Looking at the world now through Catholic "goggles", I see that the artwork I was seeking to define is very Catholic. For example, the Catholic mind has accepted the history of religious art/icons that were created in grace by artist and that these icons in many places and times have played a part in supernatural occurrences and protection.
As a Pentecostal, I had been impressed when I heard a story of a woman in California associated with the Jesus Culture movement and Bill Johnson's Church in Redding, CA, who had been healed of blindness when she had walked past a painting created by a prayerful Charismatic. I wanted to see more of this physical creative art releasing the supernatural. I wanted to explore and define this phenomenon of art and the supernatural. This issue has long been a part of Catholic Church history. This is very much the historic Catholic understanding of the arts. Why was I trying to recreate the wheel as though it was a new phenomenon?
For one example of a supernatural work of grace being associated with an artwork, read about the Black Madonna of Czestochowa. There are many more examples of such occurrences, they may just not fit in with typical Protestant theology. A picture of Mary or a Saint releasing a miracle, well I would just have assumed it was demonic to lead the world into idolatry of the art object and away from true Protestant theology. One has to deal with the anti-Catholic mindset to see with clarity the beauty of grace working through art, or else one will overlook these historic occurrences as demonic and only look to the modern occurrences of miracles associated with art created by Protestants that fit Protestant theology, and like I was, will be left thinking this is a new phenomenon yet to be explored.
A warning to the Charismatic artists, or Prophetic Artists as we used to call each other.
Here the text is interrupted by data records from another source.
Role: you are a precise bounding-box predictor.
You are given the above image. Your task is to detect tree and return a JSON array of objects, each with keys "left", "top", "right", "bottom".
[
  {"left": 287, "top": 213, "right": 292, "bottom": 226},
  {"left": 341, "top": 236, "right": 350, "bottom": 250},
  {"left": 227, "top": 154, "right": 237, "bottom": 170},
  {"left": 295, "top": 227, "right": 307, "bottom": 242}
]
Be careful in your journey to see grace work through physical artworks because you are moving into a theology of Sacraments and Sacramentals that is very close to a Catholic understanding of matter and grace. Protestants have tended historically to view an either/or, Grace vs. Matter conflict, and Catholics a Grace and Matter relationship of Grace perfecting matter. Pentecostals may believe that the Holy Spirit may work through anointing oil or a handkerchief that has been prayed over, but has to stretch their minds to believe in God working through a man made art object.
I look forward to exploring this topic more in depth and studying miracles associated with and around art objects.
What are stories of God supernaturally working through art that you have heard of?